Isolates causing infection were initially identified as S. aureus by Staphaurex plus® antigen testing (Remel Europe Ltd, Dartford, Kent, UK) and subsequently preserved at -80°C prior to subsequent analysis. Isolates were screened for methicillin resistance using 30 μg cefoxitin disks (BD BB1 Sensi-Disc, Becton Dickinson and Company, Sparks, MD). A zone <23 mm was interpreted as confirming methicillin resistance. Mupirocin resistance on these isolates was confirmed by using a 5 μg mupirocin disk (kindly provided by GlaxoSmithKline, Collegeville, PA). Isolates that had a zone diameter of <13 mm were considered resistant to mupirocin.
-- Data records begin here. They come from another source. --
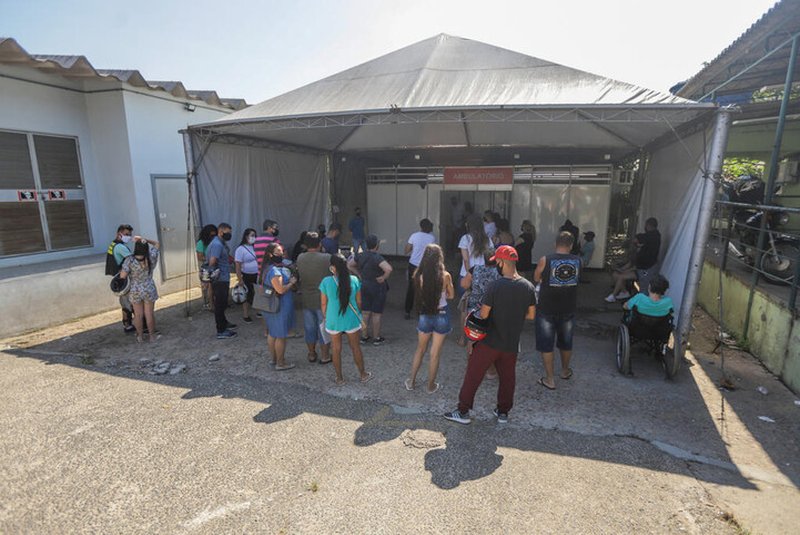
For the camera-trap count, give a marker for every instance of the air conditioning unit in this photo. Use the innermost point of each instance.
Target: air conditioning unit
(624, 177)
(788, 170)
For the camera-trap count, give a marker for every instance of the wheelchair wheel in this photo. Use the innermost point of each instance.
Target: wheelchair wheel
(623, 350)
(670, 357)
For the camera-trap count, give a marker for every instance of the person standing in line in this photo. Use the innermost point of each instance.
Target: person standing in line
(587, 249)
(207, 234)
(116, 254)
(356, 226)
(473, 247)
(340, 301)
(415, 248)
(374, 271)
(508, 302)
(271, 230)
(558, 274)
(246, 263)
(434, 286)
(143, 293)
(218, 255)
(330, 243)
(489, 224)
(313, 266)
(278, 276)
(524, 246)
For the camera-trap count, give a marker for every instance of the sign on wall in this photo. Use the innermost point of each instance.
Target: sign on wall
(454, 176)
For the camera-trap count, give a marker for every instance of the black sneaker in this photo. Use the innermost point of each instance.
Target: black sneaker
(502, 417)
(456, 416)
(225, 334)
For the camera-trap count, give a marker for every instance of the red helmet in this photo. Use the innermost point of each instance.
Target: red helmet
(476, 327)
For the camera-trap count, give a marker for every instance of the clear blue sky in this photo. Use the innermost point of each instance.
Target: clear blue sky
(259, 49)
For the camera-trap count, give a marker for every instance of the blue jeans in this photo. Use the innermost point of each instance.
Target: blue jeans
(311, 320)
(435, 323)
(554, 330)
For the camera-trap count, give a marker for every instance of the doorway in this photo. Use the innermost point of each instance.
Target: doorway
(456, 206)
(171, 198)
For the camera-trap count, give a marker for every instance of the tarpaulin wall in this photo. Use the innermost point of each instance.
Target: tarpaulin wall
(245, 185)
(672, 194)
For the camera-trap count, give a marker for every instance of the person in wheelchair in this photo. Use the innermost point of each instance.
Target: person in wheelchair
(654, 303)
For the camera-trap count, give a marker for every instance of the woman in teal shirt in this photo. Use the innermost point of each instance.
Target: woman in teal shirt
(340, 301)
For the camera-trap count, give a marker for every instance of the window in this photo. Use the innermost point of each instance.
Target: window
(42, 202)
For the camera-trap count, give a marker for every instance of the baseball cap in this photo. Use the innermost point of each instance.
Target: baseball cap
(505, 252)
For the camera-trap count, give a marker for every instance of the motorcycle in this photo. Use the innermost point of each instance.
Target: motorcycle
(781, 251)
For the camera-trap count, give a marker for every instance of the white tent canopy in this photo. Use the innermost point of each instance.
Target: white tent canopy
(442, 101)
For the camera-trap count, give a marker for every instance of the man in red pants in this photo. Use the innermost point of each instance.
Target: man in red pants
(508, 302)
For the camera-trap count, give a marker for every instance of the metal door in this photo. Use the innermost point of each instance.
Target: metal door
(171, 204)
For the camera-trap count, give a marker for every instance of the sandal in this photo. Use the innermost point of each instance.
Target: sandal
(541, 382)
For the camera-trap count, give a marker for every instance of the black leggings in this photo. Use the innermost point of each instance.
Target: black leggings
(220, 289)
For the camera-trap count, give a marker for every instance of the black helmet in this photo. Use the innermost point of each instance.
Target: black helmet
(120, 286)
(476, 327)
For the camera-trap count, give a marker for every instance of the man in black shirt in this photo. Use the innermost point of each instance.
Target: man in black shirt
(508, 302)
(649, 245)
(558, 276)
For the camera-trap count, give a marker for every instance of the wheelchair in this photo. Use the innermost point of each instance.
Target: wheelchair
(656, 334)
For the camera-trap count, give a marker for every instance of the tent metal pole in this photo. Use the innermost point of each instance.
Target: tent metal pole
(773, 174)
(713, 172)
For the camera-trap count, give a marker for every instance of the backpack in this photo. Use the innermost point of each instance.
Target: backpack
(112, 268)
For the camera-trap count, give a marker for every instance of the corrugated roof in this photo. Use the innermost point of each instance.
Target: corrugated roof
(766, 35)
(11, 53)
(448, 71)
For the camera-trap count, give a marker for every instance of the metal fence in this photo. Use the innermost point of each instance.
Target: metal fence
(761, 242)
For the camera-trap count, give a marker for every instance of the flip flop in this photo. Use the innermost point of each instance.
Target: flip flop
(541, 382)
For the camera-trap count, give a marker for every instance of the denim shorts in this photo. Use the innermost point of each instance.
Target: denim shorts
(435, 323)
(311, 320)
(554, 330)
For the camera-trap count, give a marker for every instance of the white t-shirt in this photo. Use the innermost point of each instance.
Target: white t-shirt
(418, 241)
(490, 228)
(466, 243)
(246, 255)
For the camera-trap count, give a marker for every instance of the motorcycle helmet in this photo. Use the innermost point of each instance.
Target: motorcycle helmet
(476, 327)
(120, 286)
(239, 294)
(208, 273)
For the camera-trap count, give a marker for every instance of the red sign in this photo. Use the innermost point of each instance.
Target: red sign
(26, 195)
(478, 175)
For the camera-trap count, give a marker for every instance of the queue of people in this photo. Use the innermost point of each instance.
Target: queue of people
(499, 287)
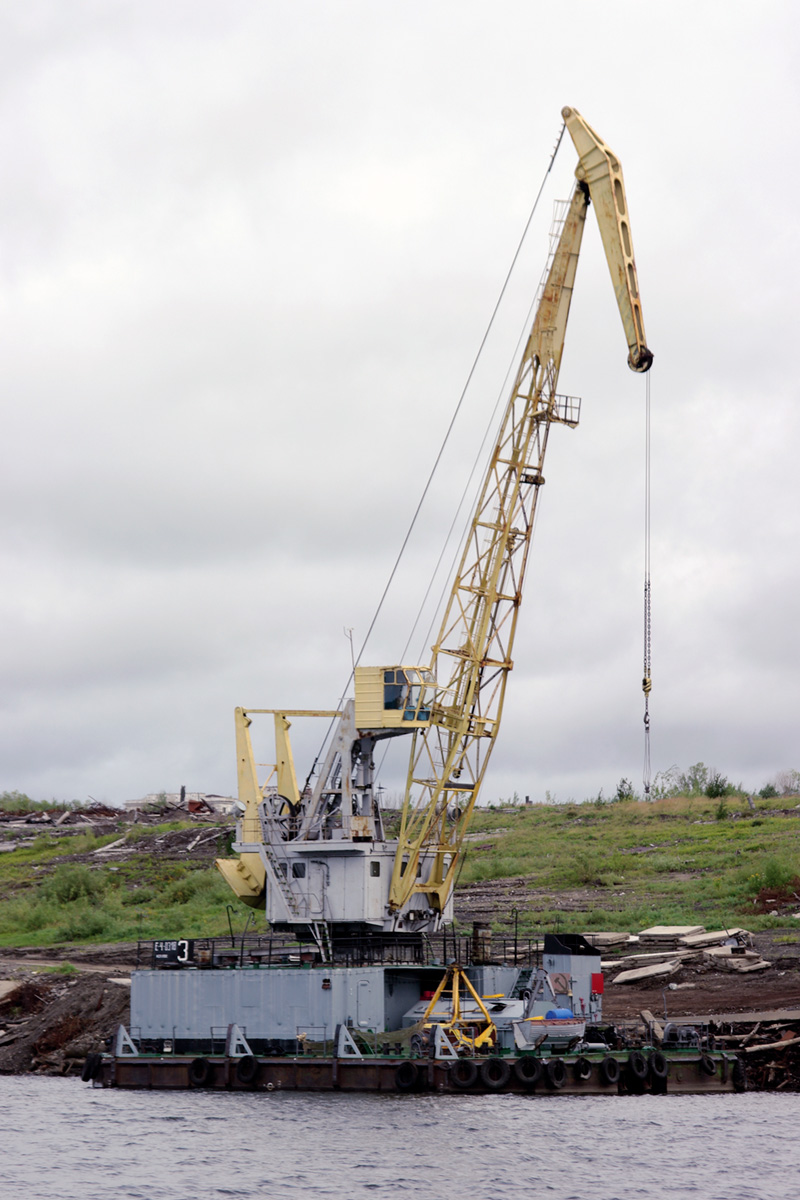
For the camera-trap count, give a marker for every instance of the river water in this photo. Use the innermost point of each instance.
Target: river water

Antimicrobial susceptibility testing for penicillin, cefoxitin, vancomycin, clindamycin, trimethoprim–sulfamethoxazole (TMP–SMZ), erythromycin, gentamicin, and ciprofloxacin was performed on using the Vitek Legacy system (Vitek 32 system, BioMerieux, Inc., Durham, NC). One colonizing isolate was unavailable for testing. Results were determined after 24 hr of incubation at 35°C according to the Clinical and Laboratory Standards Institute (CLSI) breakpoints. The CLSI methodology was followed in all testing methods [13]. For all isolates that were erythromycin-resistant and clindamycin-susceptible, detection of the inducible macrolide–lincosamide–streptogramin B resistance phenotype was performed by double-disk diffusion with clindamycin and erythromycin disks set 15–20 mm apart (D test) [13]. Reported results of clindamycin resistance included the inducible resistance phenotype.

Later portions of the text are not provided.